This came in overnight from reader Cara Manton, from Sydney, Australia. I just had to share it – I think many readers will be interested in the apparent reach of the blog. I think they’ll also be pleased that no matter how far away, Brownhillians are all over the world, remembering and considering their roots.
Cara has completed the artwork in the photos for a school project, all inspired by images she was inspired to create by Brownhills history. If you study the images careful, you’ll spot a number of familiar scenes, beautifully sketched. I particularly like the poppies and the use of the recurring them of hands.
Cara certainly has a wonderful talent.
I thank Cara for her lovely, lovely words, and love her work. Cheers! I’m sure I speak for all the readers in thanking you for sharing your work from so far away and thinking of us.
I don’t know what the weather is like in Sydney today (although I can probably make a good guess), but here in the ‘Hills it’s throng it down and coming on autumn. Little changes…
Growing up around the black country, my family being from the area since anybody can remember, I’ve always been fascinated with our heritage and culture, and it saddens me that my generation pays so little interest in it!

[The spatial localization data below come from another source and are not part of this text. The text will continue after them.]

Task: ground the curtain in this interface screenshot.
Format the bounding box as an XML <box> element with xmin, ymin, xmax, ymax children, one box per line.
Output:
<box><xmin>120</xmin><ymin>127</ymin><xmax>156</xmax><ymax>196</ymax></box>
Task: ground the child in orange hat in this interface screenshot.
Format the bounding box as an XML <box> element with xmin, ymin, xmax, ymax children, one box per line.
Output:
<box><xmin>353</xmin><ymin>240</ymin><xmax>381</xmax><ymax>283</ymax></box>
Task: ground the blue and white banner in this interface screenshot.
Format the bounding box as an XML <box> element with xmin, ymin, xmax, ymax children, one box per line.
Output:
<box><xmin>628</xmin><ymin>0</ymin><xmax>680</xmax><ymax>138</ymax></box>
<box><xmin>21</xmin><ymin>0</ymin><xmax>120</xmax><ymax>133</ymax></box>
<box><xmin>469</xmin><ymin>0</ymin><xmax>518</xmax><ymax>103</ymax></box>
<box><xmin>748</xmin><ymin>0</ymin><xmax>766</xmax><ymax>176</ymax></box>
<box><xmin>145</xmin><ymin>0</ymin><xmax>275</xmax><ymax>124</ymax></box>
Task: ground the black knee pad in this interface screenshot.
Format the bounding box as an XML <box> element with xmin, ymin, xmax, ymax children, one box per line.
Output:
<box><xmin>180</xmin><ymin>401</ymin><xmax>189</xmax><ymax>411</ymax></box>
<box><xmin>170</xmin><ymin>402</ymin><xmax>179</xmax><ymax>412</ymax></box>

Now 18 and for the last 5 years living halfway across the world from humble old Brownhills in Sydney, Australia, I try not to let my roots down, and strive not to lose my true sense of self and heritage in this new life.

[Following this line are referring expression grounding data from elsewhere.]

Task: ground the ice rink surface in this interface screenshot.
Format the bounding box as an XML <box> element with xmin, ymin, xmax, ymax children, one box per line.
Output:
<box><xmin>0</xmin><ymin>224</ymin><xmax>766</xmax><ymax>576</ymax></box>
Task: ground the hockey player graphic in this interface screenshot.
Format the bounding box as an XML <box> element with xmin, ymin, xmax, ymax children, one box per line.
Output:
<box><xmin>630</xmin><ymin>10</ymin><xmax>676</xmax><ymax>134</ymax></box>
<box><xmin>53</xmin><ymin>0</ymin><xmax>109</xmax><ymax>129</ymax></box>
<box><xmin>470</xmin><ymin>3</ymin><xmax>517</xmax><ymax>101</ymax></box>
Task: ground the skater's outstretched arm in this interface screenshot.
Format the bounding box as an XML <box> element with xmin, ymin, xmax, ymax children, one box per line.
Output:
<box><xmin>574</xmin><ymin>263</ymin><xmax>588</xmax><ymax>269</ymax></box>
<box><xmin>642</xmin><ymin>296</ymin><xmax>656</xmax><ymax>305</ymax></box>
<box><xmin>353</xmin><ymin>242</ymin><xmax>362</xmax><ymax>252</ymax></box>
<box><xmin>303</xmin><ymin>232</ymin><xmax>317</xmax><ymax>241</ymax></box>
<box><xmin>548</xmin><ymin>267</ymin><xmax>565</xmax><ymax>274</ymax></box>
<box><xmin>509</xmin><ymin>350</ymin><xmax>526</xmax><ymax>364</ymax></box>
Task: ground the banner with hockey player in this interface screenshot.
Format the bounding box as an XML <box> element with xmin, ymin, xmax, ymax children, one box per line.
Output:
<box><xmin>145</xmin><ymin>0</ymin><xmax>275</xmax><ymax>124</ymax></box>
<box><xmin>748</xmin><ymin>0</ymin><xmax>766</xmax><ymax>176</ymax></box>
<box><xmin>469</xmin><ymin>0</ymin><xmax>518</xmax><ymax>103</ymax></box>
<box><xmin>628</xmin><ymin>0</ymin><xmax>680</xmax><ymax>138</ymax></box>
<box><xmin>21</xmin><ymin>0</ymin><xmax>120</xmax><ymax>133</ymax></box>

Your blog is just wonderful, and I was trawling through it one day when it inspired me to base my final school art major around the past of our people, the hardships, the industrialism, acknowledging the heroic nature of our parents, grandparents and so forth, as well as the quite saddening fact of the neglect that the area now faces (Brownhills high street being a prime example).
So, BrownhillsBob, a thank you is in order as it is the research found in each of your posts that shaped my art work, and made it an absolute success! The unique nature of our heritage placed in the middle of my Sydney school shot it to the top of the class, allowing me to tell the tale of our area to all who saw it. I got 98% for it, and without the concept handed to me by your blog in particular, would never have achieved so much.
The panels each represent a member of my family who have died in the pits, the youngest being 11, and showing a little of our story, the development from a child down the mines, to a soldier thrust into the front line of battle, to an older man worn down by his labours yet still bold and steadfast. Although you can’t see too well in these photos (terrible camera quality), old maps of brownhills, tags acknowledging pit disasters, the staffordshire knot, and a series of sketches of a huge falling chimney that I found on your site, shape the true meaning and depth of the work in relation to our heritage, and the disintegration of much of it.
So a big big thank you for the inspiration, do keep posting! 🙂
your artwork is capitvatingly original and evocative…congratulations. Thankyou for sharing with us.
kind regards and best wishes to you in your future artistic career
Great work, Cara! I think David has it right: “captivating, original and evocative”. And despite the title, it is so alive.
In 1861 an Edward Manton was living just round the corner from my house.
Best wishes, Andy
Yes indeed great work Cara. And many thanks to Bob for his efforts!